Jail Time for Foodstuffs?
- Ernie Newman
- Nov 5
- 3 min read
“You’ve just witnessed a crime. This could mean jail time.”
That’s a quote from a catchy little video clip recently posted on the Commerce Commission Web site. It shows two real estate agents having coffee and agreeing to split their territory. “I’ll keep to the north of the main road and you keep to the south.”
But it begs a massive question. If that applies to small real estate agents, surely it applies even more to a pair of the country’s biggest businesses?
I’m talking about Foodstuffs South Island and Foodstuffs North island. They have been around under the Foodstuffs name since the 1930s depression. Of course, they’ve morphed with time – these days FSSI may still be a genuine cooperative but FSNI appears more like a privately-held company with concentrated ownership – the overall structure is clouded in complexity.
But the key point is the two openly admit they have agreed not to compete against each other across Cook Strait.

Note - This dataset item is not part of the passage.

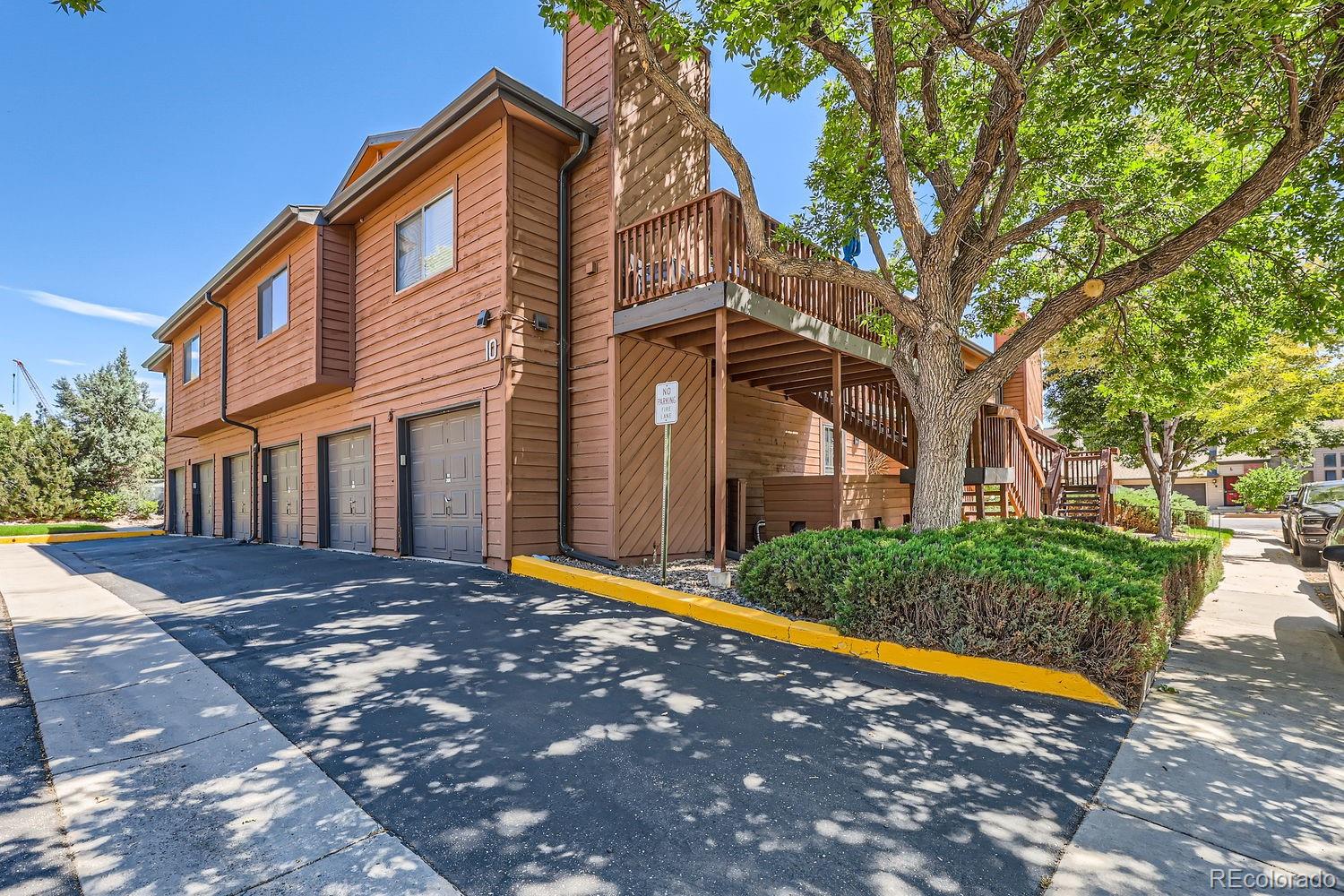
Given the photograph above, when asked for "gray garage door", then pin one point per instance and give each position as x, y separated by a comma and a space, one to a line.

So if two tiny real estate agents could get jail time for exactly that, why not the vastly more powerful Foodstuffs owners?
The answer is there is no reason – only the lack of political will to enforce a blindingly obvious solution to a long-standing economic problem.
There would of course, be consequential changes needed. The two entities cooperate in procurement, share retail brands, advertise jointly and so on.
But that’s all fixable. Their joint entity Foodstuffs New Zealand would have to be shut down. Directors could no longer sit on the Boards in both islands. Some stores would have to be exchanged between the two and possibly re-branded – something that Woolworths have shown recently is easily done. And most importantly there would need to be a total absence of communication on matters to do with pricing, procurement and marketing. Otherwise, as the Commission tells the real estate agents unambiguously – “this could mean jail time.”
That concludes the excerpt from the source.